Of the many contemporary theories of schizophrenia, the most enduring has been the dopamine hypothesis. As originally put by Van Rossum in 1967 (ref. 1, p. 321), “When the hypothesis of dopamine blockade by neuroleptic agents can be further substantiated, it may have fargoing consequences for the pathophysiology of schizophrenia. Overstimulation of dopamine receptors could be part of the aetiology … [emphasis added].” Indeed, this speculative sentence by Van Rossum foreshadows the title of the important work by Abi-Dargham et al. (2) in this issue of PNAS: “Increased baseline occupancy of D₂ receptors by dopamine in schizophrenia.”

The discovery of the antipsychotic/dopamine receptor (3, 4), now commonly known as the dopamine D₂ receptor, led to repeated confirmation that it is the primary site of action for all antipsychotics (3–5), including clozapine and quetiapine (6). All these drugs have different potencies at the receptor. The potency depends on the drug's dissociation constant at D₂, which, in turn, relates to the rate of release of the drug from the D₂ receptor. For example, the dopamine D₂ receptor releases clozapine and quetiapine more rapidly than it does any of the other antipsychotic drugs (7, 8).

Given the tight correlation between the clinical potency and the D₂-blocking action of the antipsychotic medications, dopamine overactivity could be the common denominator in the psychotic element of schizophrenia. This possibility has been actively investigated. Dopamine overactivity can be presynaptic (an excess of dopamine release from dopamine nerve terminals) or postsynaptic (an increase in the density of D₂ receptors or an increase in postreceptor action). The innovative report by Abi-Dargham et al. (2) sheds light on both pre- and postsynaptic aspects by using an indirect method to measure the levels of endogenous dopamine in patients and controls.

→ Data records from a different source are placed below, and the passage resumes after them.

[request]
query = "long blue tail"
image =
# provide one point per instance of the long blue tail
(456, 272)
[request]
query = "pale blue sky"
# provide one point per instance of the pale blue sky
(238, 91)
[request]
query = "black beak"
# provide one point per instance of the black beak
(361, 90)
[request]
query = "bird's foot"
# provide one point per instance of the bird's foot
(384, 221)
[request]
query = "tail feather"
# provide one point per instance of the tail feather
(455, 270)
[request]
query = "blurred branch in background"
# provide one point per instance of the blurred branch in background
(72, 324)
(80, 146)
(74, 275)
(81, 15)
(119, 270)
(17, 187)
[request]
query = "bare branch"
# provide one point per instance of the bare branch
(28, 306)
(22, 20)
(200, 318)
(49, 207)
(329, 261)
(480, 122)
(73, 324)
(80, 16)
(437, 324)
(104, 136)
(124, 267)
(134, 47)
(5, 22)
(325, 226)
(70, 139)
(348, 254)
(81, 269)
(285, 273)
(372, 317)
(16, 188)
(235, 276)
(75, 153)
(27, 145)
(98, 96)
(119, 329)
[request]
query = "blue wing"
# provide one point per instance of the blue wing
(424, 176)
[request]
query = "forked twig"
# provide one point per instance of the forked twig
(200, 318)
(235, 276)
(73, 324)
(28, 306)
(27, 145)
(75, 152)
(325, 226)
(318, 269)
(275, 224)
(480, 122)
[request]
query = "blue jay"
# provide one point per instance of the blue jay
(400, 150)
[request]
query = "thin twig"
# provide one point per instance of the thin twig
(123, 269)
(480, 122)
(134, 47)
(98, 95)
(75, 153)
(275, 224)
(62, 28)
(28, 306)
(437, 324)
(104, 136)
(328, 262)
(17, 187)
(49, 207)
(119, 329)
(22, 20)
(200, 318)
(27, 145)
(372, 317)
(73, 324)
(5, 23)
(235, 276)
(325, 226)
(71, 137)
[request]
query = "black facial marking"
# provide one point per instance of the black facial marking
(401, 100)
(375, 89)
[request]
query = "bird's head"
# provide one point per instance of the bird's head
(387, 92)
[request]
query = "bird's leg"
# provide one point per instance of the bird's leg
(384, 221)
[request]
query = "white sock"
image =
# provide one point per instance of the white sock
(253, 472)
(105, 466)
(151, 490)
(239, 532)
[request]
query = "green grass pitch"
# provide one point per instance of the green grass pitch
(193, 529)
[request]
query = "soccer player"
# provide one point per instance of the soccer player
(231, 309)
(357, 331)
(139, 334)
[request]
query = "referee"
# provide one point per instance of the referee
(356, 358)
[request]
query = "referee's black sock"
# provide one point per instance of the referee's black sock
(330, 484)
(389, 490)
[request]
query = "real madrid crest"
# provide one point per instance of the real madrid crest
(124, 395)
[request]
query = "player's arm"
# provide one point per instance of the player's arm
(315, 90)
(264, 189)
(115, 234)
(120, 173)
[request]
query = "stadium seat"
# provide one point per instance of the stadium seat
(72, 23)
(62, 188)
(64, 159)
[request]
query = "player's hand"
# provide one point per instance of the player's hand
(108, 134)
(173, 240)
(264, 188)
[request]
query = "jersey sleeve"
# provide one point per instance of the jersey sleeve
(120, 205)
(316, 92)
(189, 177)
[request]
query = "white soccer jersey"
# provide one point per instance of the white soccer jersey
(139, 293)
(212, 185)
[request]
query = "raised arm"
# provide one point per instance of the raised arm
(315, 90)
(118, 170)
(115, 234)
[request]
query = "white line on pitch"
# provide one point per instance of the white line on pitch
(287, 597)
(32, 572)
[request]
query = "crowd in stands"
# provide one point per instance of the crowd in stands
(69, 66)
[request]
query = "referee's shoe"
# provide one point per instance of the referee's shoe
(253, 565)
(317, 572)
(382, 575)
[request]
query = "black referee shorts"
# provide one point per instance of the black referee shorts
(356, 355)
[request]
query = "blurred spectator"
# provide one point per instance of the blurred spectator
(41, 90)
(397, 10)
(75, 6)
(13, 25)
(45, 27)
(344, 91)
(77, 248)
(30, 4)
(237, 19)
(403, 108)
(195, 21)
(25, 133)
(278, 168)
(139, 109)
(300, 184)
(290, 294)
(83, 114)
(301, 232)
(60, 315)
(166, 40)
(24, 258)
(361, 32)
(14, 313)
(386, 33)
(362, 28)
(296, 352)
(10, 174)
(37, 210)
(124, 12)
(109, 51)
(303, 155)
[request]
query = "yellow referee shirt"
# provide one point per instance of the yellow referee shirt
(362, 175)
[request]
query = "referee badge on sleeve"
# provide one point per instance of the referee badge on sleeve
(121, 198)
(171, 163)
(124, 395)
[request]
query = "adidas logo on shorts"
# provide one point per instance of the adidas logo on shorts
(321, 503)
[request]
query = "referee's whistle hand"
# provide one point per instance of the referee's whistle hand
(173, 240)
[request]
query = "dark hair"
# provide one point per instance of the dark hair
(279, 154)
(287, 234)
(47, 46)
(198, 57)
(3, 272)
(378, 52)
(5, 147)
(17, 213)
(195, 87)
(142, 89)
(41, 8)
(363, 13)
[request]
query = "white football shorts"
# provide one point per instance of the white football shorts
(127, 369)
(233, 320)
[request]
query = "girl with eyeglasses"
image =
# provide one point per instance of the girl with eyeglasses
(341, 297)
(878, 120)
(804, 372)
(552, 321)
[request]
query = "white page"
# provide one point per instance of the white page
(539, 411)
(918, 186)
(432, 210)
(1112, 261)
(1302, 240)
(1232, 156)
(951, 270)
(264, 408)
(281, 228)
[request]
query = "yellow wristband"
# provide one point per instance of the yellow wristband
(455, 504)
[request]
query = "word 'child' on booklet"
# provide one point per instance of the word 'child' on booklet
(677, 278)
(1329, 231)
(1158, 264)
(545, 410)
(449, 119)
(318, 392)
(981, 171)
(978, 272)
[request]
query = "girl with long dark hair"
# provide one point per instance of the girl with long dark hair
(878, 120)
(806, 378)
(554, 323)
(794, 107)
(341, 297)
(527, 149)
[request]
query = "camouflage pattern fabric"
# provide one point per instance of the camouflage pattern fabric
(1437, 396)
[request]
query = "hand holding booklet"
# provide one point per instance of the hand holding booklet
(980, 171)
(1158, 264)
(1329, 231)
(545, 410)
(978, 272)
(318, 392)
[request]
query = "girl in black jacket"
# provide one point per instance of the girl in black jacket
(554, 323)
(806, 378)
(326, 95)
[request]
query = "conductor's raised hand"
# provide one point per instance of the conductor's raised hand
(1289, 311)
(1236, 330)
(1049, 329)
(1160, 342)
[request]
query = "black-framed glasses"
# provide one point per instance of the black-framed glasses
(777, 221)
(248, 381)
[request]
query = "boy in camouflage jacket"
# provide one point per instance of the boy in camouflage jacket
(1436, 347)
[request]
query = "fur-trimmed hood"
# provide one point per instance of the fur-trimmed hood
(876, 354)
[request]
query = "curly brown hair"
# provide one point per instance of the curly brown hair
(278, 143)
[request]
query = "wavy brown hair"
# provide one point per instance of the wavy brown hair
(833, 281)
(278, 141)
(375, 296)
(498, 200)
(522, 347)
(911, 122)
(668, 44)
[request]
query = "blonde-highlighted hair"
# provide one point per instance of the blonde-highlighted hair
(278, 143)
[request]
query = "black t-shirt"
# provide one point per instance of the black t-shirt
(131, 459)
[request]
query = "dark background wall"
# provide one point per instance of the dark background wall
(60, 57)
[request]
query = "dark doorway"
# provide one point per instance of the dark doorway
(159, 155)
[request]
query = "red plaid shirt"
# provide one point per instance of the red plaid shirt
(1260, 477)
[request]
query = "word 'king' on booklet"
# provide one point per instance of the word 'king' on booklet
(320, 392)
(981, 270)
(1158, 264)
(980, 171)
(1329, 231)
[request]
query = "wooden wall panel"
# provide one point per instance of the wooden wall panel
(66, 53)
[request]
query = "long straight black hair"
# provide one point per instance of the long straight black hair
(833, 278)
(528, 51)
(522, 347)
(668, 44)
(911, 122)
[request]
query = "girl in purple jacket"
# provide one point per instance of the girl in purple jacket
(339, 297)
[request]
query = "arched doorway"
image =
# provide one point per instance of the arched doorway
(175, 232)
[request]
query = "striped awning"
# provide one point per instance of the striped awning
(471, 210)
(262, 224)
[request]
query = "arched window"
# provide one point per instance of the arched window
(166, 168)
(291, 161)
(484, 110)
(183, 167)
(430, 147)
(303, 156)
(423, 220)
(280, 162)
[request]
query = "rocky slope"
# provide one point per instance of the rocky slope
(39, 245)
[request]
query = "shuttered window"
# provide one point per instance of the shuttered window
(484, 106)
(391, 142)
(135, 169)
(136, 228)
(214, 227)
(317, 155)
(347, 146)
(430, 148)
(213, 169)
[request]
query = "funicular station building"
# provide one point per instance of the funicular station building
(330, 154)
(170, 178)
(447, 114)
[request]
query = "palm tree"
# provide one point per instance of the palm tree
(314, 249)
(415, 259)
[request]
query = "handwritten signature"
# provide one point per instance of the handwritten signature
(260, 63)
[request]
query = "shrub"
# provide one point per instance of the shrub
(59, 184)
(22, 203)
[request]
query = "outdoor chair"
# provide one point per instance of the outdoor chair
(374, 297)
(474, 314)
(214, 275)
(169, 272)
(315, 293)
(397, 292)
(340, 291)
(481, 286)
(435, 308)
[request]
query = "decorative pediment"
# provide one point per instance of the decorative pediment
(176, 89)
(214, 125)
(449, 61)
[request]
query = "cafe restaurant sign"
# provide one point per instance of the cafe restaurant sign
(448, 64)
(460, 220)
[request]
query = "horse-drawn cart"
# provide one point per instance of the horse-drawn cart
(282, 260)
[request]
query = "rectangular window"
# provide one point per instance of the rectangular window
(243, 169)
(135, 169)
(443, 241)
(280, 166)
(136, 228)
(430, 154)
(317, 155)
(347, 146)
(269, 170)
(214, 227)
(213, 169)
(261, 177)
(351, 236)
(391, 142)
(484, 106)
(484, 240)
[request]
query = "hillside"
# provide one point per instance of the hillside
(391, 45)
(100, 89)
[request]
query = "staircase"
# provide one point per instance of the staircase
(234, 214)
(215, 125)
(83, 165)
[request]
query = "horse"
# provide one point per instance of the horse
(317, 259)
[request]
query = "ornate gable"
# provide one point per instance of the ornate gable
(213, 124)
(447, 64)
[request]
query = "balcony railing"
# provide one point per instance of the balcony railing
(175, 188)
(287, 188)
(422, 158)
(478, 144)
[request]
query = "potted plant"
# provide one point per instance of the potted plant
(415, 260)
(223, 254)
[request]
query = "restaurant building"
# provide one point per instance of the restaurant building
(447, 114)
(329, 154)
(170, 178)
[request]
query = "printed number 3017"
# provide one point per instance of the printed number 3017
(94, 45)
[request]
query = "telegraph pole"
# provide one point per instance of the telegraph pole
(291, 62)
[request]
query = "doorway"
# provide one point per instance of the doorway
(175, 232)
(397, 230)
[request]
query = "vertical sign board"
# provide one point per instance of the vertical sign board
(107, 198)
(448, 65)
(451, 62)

Although numerous postmortem studies have consistently revealed D₂ receptors to be elevated in the striata of patients with schizophrenia (9), the majority of the postmortem tissues examined have come from patients who have been treated with antipsychotics, raising the probability that the drugs themselves contributed to the elevation of D₂ receptors. To measure the density of D₂ receptors in never-medicated patients with schizophrenia, D₂-selective ligands have been used with in vivo brain imaging methods (10–12). The results have not been consistent. Data with [¹¹C]methylspiperone show elevated D₂ receptors in schizophrenia (ref. 10, but see also ref. 12), whereas data with [¹¹C]raclopride do not show such elevation (ref. 11 and discussed later in this paper). One major reason for this discrepancy is the quantitatively different effects of endogenous dopamine on [¹¹C]methylspiperone and [¹¹C]raclopride (see references in ref. 7).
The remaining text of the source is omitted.